Desde hace unos pocos años, siempre que se me antoja comprar un libro, voy a la sección de usados de la librería más cercana. Allí, hurgo en el orden alfabético, elijo, y nada más haber depositado el dedo en el lomo para sacar a mi víctima de su estantería, pongo en marcha un segundo sistema de selección: de entre los ejemplares disponibles, sólo compro el que tiene más anotaciones.

Hoy hice lo propio, pero de manera mucho más descuidada, porque tenía hambre y cierta prisa por irme a comer al restaurante de la esquina, totalmente vencido por la pereza y habiendo ya decidido que no cocinaría. Ni siquiera pensé si el libro estaría anotado o no, ni reparé en elegir otro ejemplar más fatigado, o con las esquinas dobladas, ni nada. Sabía el autor que quería leer, sabía el libro que quería leer, tenía en mi cabeza la música que iba a sonar con el libro y sin más ni más, me apropié de él.
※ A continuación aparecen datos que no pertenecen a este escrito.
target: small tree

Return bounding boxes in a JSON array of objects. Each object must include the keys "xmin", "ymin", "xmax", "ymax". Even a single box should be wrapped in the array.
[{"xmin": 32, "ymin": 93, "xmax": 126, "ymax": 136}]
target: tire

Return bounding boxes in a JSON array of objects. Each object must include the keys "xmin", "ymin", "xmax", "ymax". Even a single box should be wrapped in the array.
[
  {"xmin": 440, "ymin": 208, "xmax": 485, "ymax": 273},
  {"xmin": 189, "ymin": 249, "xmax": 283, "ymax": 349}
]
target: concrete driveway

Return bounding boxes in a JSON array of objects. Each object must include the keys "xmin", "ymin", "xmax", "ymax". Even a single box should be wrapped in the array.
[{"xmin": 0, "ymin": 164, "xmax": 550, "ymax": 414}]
Héteme aquí ya en mi restaurante —cuyo nombre queda por hoy en secreto—; me sientan en una mesa que no me gusta, porque es demasiado oscura y no me permite leer; pido que me pongan en otra mesa. Diligentemente, me llevan al otro lado del restaurante, donde hay más luz, más gente y más sorpresas. Estoy por decir que necesito otra mesa, porque la que me dan está como en el mismísimo medio, y me siento como el miércoles, o como el jueves. Como el jueves.

Así que me siento a la mesa, y me convierto en jueves en pleno martes. Allí, hago mi pedido al camarero, que de manera constante —y hoy no es una excepción— viene unos segundos después a mi mesa para preguntarme si lo que él cree que yo he pedido es, en efecto, lo que he pedido. Tengo ganas de indicarle lo importante de anotar la orden en una libreta al efecto, pero últimamente está de moda entre los camareros el memorizar los platos no ya de uno o de dos comensales, sino de los trece de la última cena, si es que fuera a celebrarse allí. Mientras mi camarero parte a hacer el pedido por segunda vez —luego volverá para decirme que sólo quedan unos minutos para que me sirvan, lo que indica que él mismo tuvo que repetir todo a cocina una vez más— abro mi libro.
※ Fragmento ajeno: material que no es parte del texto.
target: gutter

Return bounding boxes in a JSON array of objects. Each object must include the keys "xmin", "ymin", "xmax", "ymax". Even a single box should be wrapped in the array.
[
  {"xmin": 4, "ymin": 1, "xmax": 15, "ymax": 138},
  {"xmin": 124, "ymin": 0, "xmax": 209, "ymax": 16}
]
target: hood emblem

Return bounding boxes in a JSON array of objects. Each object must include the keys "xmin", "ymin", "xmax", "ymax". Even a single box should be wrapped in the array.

Por alguna razón, las mujeres que se sientan  al lado apartan ruidosamente la mesa separándola de la mía, mientras una de ellas le dice a la otra que no le interesa mi conversación. No entiendo bien la referencia, porque yo estoy leyendo silenciosamente, y no mantengo conversación alguna con nadie mientras estoy leyendo. Al contrario, si hay algún tipo de sentimiento que en ese momento me esté poseyendo es el de enmudecer. Yo, que esperaba encontrarme tranquilamente con la historia trágica de Glenn Gould y de cierto perdedor que regala su Steinway & Sons a la hija de un profesor de música, la cual destroza el piano en dos jornadas, me veo más bien sorprendido por dos hojas, una de guardas y otra de portadilla, con un manuscrito escrito de esquina a esquina.
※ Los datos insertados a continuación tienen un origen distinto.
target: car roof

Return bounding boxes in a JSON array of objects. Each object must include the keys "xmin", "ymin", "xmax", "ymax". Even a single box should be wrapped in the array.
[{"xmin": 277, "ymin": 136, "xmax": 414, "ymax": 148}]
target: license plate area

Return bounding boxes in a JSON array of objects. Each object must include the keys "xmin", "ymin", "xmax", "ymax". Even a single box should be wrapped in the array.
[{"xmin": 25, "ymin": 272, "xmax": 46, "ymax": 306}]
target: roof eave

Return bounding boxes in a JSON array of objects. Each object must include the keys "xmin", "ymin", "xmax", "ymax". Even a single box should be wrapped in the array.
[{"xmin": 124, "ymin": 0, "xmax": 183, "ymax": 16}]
Para mi sorpresa, no tengo que traducirlo del árabe, ni tengo que sacarlo del caldeo (todo mojao), ni se encuentra en un cofre bajo siete llaves en una caverna guardada por un león. Nada de eso. Antes al contrario, ahí está, delante de mí, esperando a que lo lea y hablándome en mi propia lengua. Después de leerlo me asiste la duda de saber si el manuscrito siempre habló en esa lengua o se puso a hablar en la mía porque era yo quien estaba leyendo. Pienso que es una duda muy legítima, habida cuenta de quién es el protagonista de la historia. Pero es una duda que produce enorme turbación.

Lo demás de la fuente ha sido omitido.